De même les trois bambins peuvent être fascinés et admiratifs de l'observer au travail, terrorisés par un accès de colère ou fondre en larme au présent lors du mariage où ils leur manque terriblement. L'amour suit une ligne se confondant et rejoignant celle de la haine et Davies par sa manière de raconter amène une confusion des sentiments finalement bien naturelle dans les aléas qui agitent une vie de famille. Cette dimension universelle s'étend à la classe ouvrière anglaise entière par les portraits sobrement esquissés des amis et connaissance de la famille, le cycle de joie et de malheur se mêlant au commun et à l'intime.

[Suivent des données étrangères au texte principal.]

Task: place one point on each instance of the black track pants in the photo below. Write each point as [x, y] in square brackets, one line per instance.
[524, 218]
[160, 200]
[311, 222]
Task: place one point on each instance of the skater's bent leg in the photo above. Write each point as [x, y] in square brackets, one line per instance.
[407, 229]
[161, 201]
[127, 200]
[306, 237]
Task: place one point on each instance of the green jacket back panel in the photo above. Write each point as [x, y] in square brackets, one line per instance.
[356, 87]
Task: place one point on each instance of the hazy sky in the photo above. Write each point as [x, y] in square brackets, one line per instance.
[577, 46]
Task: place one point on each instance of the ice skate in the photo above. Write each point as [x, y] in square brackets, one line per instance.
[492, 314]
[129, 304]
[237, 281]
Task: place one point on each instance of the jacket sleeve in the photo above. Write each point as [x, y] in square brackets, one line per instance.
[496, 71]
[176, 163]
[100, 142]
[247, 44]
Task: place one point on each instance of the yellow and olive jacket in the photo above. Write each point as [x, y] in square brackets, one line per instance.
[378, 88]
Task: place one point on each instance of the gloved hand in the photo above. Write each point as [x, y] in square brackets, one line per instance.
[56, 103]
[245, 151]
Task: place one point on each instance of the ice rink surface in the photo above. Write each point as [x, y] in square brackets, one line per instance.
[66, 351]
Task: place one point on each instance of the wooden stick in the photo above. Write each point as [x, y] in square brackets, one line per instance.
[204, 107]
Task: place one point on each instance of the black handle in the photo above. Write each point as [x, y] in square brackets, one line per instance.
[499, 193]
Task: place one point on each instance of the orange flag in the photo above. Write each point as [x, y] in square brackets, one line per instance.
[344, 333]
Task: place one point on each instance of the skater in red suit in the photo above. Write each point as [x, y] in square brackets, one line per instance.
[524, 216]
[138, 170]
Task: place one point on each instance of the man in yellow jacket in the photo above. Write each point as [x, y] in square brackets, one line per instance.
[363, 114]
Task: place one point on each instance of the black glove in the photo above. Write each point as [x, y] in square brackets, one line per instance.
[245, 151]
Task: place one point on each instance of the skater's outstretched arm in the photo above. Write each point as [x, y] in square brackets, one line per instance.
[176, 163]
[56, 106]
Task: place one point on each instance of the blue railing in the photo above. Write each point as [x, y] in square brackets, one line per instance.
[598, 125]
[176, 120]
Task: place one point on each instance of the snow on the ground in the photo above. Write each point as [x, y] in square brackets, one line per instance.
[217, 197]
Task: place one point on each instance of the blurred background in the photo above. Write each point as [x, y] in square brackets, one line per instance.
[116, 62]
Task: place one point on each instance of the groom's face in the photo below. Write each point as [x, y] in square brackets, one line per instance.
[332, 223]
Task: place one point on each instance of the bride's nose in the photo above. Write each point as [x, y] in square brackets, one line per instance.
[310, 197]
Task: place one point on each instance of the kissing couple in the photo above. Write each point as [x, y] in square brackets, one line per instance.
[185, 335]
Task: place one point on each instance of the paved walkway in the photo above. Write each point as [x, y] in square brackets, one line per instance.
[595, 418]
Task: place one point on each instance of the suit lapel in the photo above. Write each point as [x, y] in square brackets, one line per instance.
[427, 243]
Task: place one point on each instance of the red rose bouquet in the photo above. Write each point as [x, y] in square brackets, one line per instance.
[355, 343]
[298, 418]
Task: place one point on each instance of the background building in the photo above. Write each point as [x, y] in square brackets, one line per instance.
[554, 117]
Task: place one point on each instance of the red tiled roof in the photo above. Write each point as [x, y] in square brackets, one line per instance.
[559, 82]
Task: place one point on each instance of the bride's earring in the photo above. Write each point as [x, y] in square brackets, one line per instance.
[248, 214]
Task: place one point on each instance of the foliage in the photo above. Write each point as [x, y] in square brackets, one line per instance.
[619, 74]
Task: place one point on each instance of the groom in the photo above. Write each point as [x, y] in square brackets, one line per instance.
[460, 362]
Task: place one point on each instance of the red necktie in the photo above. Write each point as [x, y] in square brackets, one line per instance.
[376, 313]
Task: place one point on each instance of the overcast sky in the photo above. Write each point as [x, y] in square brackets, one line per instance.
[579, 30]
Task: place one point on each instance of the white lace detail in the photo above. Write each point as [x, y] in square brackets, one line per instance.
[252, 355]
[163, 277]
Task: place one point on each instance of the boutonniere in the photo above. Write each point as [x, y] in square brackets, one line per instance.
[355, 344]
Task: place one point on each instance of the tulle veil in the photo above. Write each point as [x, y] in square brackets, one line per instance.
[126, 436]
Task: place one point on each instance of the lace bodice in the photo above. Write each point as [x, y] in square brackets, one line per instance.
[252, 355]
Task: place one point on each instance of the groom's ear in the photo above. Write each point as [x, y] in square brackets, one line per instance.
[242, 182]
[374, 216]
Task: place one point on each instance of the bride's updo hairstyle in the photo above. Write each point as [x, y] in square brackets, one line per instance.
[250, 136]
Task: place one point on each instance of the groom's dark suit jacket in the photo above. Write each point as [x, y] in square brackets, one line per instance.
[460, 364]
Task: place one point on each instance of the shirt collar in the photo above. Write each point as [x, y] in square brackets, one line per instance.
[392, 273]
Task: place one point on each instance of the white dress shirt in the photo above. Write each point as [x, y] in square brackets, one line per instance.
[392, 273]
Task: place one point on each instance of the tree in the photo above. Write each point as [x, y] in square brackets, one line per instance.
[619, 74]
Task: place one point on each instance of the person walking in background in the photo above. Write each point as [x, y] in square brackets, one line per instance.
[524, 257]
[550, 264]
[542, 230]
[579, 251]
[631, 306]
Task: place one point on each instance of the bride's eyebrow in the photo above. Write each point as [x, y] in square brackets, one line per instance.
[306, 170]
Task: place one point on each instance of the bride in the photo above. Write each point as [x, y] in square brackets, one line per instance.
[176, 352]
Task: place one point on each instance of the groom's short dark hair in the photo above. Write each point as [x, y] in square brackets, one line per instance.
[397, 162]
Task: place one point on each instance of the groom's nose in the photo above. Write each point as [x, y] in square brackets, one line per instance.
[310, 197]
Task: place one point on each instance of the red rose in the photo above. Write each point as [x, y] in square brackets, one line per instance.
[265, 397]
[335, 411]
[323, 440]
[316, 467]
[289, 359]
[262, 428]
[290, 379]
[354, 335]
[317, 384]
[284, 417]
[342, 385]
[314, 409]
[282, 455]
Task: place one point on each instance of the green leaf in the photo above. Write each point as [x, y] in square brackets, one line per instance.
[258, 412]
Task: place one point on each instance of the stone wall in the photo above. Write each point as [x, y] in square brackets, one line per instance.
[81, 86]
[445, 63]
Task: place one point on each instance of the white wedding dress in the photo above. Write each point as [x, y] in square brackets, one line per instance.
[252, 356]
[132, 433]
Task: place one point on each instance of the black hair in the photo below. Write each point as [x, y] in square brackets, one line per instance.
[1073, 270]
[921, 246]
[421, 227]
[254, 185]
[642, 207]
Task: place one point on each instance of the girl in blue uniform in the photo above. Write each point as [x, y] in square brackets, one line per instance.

Pour l'intime c'est ces courts moments figés de pure tendresse telle les enfants effrayés de voir leur mère tombé alors qu'elle lave les carreaux, c'est les destins disparates et les mariages plus ou moins heureux et les renoncements des jeunes femmes que l'on aura suivis. L'universel traduit également les hauts et les bas de ce quotidien, emblématique de cette Angleterre soumise au rythme des bombardements allemands (superbe séquences où les enfants se mettent à chanter et galvanisent les autres réfugiés qui les accompagnent en donnant de la voix) puis plus tard ces soirées au pub où l'on vient oublier ses tracas, boire et chanter en communion avec ses amis.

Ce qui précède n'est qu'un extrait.